XML, the Perl Way


NAME

XML::Twig - A perl module for processing huge XML documents in tree mode.

SYNOPSIS

Small documents

  my $twig=XML::Twig->new();    # create the twig
  $twig->parsefile( 'doc.xml'); # build it
  my_process( $twig);           # use twig methods to process it 
  $twig->print;                 # output the twig

Huge documents

  my $twig=XML::Twig->new(   
    twig_handlers => 
      { title   => sub { $_->set_gi( 'h2') }, # change title tags to h2
        para    => sub { $_->set_gi( 'p')  }, # change para to p
    hidden  => sub { $_->delete;       }, # remove hidden elements
    list    => \&my_list_process,         # process list elements
    div     => sub { $_[0]->flush;     }, # output and free memory
      },
    pretty_print => 'indented',               # output will be nicely formatted
    empty_tags   => 'html',                   # outputs <empty_tag />
                    );
    $twig->flush;                             # flush the end of the document

See XML::Twig 101 for other ways to use the module, as a filter for example

DESCRIPTION

This module provides a way to process XML documents. It is build on top of XML::Parser.

The module offers a tree interface to the document, while allowing you to output the parts of it that have been completely processed.

It allows minimal resource (CPU and memory) usage by building the tree only for the parts of the documents that need actual processing, through the use of the twig_roots and twig_print_outside_roots options. The finish and finish_print methods also help to increase performances.

XML::Twig tries to make simple things easy so it tries its best to takes care of a lot of the (usually) annoying (but sometimes necessary) features that come with XML and XML::Parser.

XML::Twig 101

XML::Twig can be used either on "small" XML documents (that fit in memory) or on huge ones, by processing parts of the document and outputting or discarding them once they are processed.

Loading an XML document and processing it

        my $t= XML::Twig->new();
        $t->parse( '<d><tit>title</tit><para>para1</para><para>p2</para></d>');
        my $root= $t->root;
    $root->set_gi( 'html');               # change doc to html
    $title= $root->first_child( 'tit');   # get the title
    $title->set_gi( 'h1');                # turn it into h1
    my @para= $root->children( 'para');   # get the para children
    foreach my $para (@para)
      { $para->set_gi( 'p'); }            # turn them into p
    $t->print;                            # output the document

Other useful methods include:

att: $elt->{'att'}->{'type'} return the type attribute for an element,

set_att : $elt->set_att( type => "important") sets the type attribute to the important value,

next_sibling: $elt->{next_sibling} return the next sibling in the document (in the example $title->{next_sibling} is the first para while $elt->next_sibling( 'table') is the next table sibling

The document can also be transformed through the use of the cut, copy, paste and move methods: $title->cut; $title->paste( 'after', $p); for example

And much, much more, see Elt.

Processing an XML document chunk by chunk

One of the strengths of XML::Twig is that it let you work with files that do not fit in memory (BTW storing an XML document in memory as a tree is quite memory-expensive, the expansion factor being often around 10).

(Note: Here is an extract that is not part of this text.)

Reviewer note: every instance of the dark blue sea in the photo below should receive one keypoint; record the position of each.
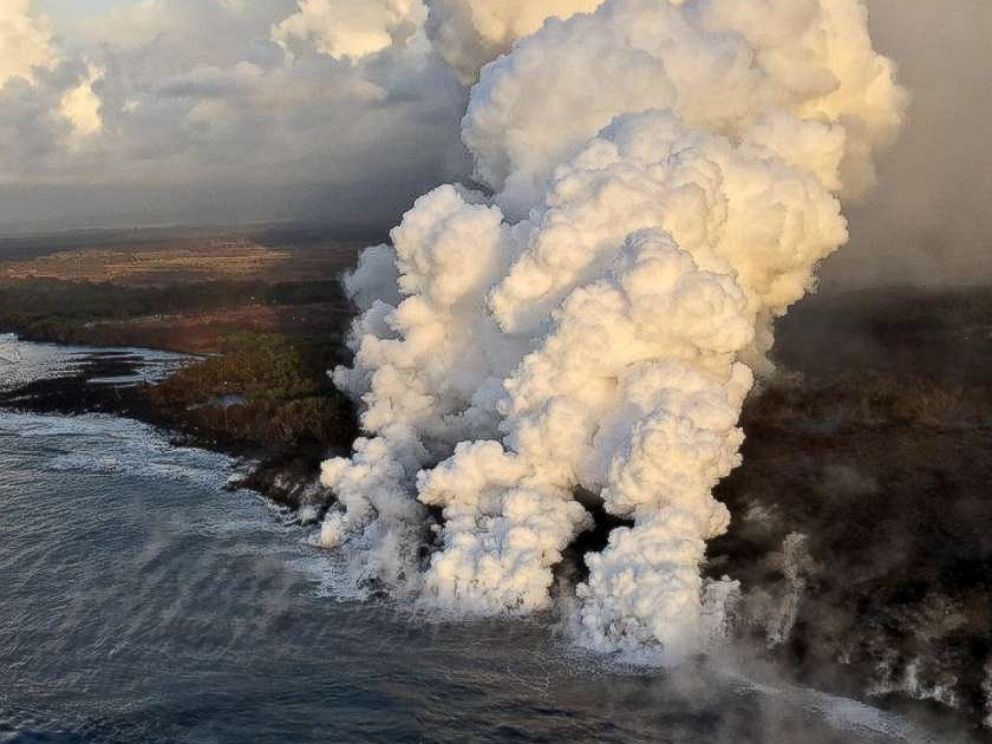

To do this you can define handlers, that will be called once a specific element has been completely parsed. In these handlers you can access the element and process it as you see fit, using the navigation and the cut-n-paste methods, plus lots of convenient ones like prefix. Once the element is completely processed you can then flush it, which will output it and free the memory. You can also purge it if you don't need to output it (if you are just extracting some data from the document for example). The handler will be called again once the next relevant element has been parsed.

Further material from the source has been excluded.